13 thoughts on “Links

  1. Now I realize why I counld not access to http://www.gbadev.org in the pass. I can deal with this by useing proxy.
    Thank you for your comments.(My English is not good. There may be some mistakes here.Please forgive me.)

  2. Dear Cearn,
    I have one question about GBA programming. why a *.elf file is made before a *.gba file made? what is the relationship between them? Thanks.

  3. An ELF file is the general file format that GCC uses for tis binary output. The object files (.o) are also ELF files, but with a different extension. ELF file don't just contain the real bits of the program but also link-section information, function names, and a host of other things. If you compare the file sizes of an ELF and its GBA file, you'll see that the ELF is much bigger.

    The GBA does not expect all that extra stuff and doesn't know what to do with it. In other words, it wouldn't run. The objcopy tool strips all the excess information.

    I think there's a linker flag that strips the binary down to the raw bits and bytes, but I've never really examined what it does. Also, part of the extra information in the ELF file is debugger information, which could be helpful when running with gdb.

  4. Thank Cearn very much! Your answer helps me so much!

    But I still have one question. As you said, part of the extra information in the ELF file is debugger information, which could be helpful when running with gdb. I remember that the "-g" option of GCC on Linux platform can produce extra debugging information. What is the different between these two commands "gcc -g -o file file.c" and "gcc -o file file.c" in Linux OS? Does the ELF file contain more debugging information if you add "-g" option when you complie the source codes?

    Thank you so much.

  5. To be honest, I'm not sure what -g does exactly for the object (and ELF) files, but it seems to do something. I do know what effect it has on the generated assembly: it adds .loc directives everywhere. These seem to carry the line number in the source code, presumably to be used for breakpoints. For more details you'll have to go to the manual I'm afraid.

  6. Anyway, you help me much.
    I like your tonic.

    Maybe I have still have a lot of question to ask you in the future. :)
    Please don't be annoyed with me for asking these questions which maybe you think so easy.

  7. Cearn,
    May be a bit off topic but was curious to see if you have an answer. "Functional Programming" appears to be making a good showing and supposedly, programs written in an FP language will run faster and cleaner than OO or procedural languages ( http://www.ddj.com/development-tools/212201710 ). Are there any FP languages for GBA development or is it even worth it? A more general question might be "what languages are available for GBA development?" Thanks!
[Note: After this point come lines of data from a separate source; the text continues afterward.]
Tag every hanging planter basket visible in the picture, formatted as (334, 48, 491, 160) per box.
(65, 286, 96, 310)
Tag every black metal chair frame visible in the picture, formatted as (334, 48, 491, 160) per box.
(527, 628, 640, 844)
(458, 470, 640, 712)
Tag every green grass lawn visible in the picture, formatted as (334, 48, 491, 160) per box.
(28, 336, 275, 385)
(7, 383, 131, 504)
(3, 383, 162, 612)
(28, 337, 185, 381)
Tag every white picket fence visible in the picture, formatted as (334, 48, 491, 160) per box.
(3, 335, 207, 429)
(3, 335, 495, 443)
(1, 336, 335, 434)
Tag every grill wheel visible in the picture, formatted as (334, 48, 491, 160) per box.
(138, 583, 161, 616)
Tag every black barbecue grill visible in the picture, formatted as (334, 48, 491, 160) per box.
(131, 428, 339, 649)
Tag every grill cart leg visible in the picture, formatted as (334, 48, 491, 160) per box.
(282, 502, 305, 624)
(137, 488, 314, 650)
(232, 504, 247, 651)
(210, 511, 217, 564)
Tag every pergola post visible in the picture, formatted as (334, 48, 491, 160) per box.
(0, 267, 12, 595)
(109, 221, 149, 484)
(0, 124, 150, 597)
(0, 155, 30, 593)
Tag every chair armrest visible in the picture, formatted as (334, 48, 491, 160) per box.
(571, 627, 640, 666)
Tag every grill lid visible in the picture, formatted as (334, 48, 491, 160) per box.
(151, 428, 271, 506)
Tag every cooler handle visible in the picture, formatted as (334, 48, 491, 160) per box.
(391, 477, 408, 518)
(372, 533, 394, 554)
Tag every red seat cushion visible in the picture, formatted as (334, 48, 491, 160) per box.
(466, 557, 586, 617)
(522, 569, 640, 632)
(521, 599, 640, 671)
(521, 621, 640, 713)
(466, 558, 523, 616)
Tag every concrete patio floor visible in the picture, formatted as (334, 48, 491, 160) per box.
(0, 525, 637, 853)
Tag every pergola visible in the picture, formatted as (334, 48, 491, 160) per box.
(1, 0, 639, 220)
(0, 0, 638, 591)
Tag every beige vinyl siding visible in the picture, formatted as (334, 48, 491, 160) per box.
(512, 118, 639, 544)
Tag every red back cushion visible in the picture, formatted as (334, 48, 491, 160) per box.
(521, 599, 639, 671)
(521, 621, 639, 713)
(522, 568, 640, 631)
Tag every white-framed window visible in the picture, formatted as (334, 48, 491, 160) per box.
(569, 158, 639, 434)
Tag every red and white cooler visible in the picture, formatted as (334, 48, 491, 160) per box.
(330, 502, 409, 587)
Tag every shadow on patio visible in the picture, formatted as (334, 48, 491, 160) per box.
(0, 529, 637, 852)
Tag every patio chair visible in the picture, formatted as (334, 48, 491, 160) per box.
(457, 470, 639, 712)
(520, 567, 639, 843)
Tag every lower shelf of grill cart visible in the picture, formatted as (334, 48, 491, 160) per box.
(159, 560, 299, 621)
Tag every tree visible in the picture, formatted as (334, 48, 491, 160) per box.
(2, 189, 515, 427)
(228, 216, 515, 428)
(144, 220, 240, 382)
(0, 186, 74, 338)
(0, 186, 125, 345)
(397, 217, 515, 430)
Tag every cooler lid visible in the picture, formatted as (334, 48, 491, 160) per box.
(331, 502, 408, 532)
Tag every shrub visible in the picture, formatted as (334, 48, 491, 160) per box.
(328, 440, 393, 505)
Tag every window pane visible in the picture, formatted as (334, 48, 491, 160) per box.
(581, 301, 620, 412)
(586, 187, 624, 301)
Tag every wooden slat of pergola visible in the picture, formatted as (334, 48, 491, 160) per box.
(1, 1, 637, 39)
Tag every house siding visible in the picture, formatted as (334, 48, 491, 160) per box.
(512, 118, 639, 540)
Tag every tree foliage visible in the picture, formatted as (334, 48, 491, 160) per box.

  8. I don't really have any experience with functional languages, so I may be of here, but I'll try to give some sort of answer.

    First off, notice that the DDJ article says that FP languages may be better for some environments, not all. In particular, it's useful when you can parallelize and on multi-core systems (which the GBA isn't). According to wikipedia, FP tends actually slower except for heavy number crunching.

    As for which languages are available for GBA programming, most of it is C/C++ and assembly, but there also DragonBASIC and from a cursory glance at Torlus' site, it seems that he's got some Forth, lua and an early Java there. How well these work I can't tell you, though. There's also a Pascal port and something called Catapult, but that's for official developers only.

    Note that except C(++) and asm, everything is very old and as far as I know no longer actively supported.